Saudi Television showed daylight footage of the third blast site — a group of low-rise blocks surrounded by piles of debris. The explosion blew a large crater in the pavement in front of buildings with their facades blown away.

A clock in a large hall inside one building had stopped at 11:28, the time of night most witnesses said they had heard the apparently simultaneous explosions. The Interior Ministry said 10 residents of Al-Hamra compound were killed — two Jordanians, four Saudis, two Filipinos, a Lebanese and a Swiss. In Ishbilya compound there were two Saudi victims. The seven Americans were killed in Vinnell compound, which also saw the death of a Saudi.

Mohammed Al-Blaihed, 35, the son of Abdullah Al-Blaihed, undersecretary at the Riyadh governorate, was among the three Saudis killed in the Al-Hamra attack.

A spokeswoman for Australia’s Department of Foreign Affairs and Trade said an Australian man died and a second was wounded in the attacks. “We’ve learned that a 39-year-old man from Sydney has sadly been killed in the attack,” she said.

US officials gave widely varying figures yesterday. Vice President Dick Cheney said earlier that “some 91 people were killed,” according to a Reuters report.

State Department spokesman Philip Reeker said he too had seen that figure reported, but added: “That (91) is one estimate that has been put out there. I have seen it in a number of reports,” Reuters quoted him as saying.

Residents said in addition to the car bomb, the charred bodies of four armed men were found in another vehicle, which also rammed through the gate.
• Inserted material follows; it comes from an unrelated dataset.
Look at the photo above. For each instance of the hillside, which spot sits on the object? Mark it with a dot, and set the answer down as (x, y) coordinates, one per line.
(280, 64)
They said that further shooting had been heard after the blast.

The ministry spokesman confirmed that there was an exchange of gunfire between security forces — who were present at the compounds — and the terrorists.

According to unconfirmed reports, the attackers shot and killed at least one guard to get through the main gate of the well-guarded compound, hard by the junction of the airport highway and the main motorway to the oil fields in the east of the Kingdom where many expatriates work.

They drove at least one car — three according to some reports — into the compound before detonating their massive cargo of explosives.

The third compound targeted, Al-Jadawel, is one of Riyadh’s newest luxury estates, consisting of about 600 villas and ancillary buildings. Like Al-Hamra, it has 24-hour security protection.

The attackers forced open the main gate and after getting inside they detonated their carload of explosives.

Riyadh’s expatriate housing estates all have round-the-clock security and strangers are not allowed to enter, but that proved no bar to determined militants willing to die themselves.

According to the Spanish Foreign Ministry in Madrid, a Spanish national of Venezuelan origin was also hurt. He was reported to have lived in the kingdom for several years.

The Dutch Foreign Ministry says three of its nationals were injured, one severely, in the bombings.

All three are in hospital and one is in intensive care.

Japan says three of its nationals have been slightly injured, including two employees of the Japan International Cooperation Agency.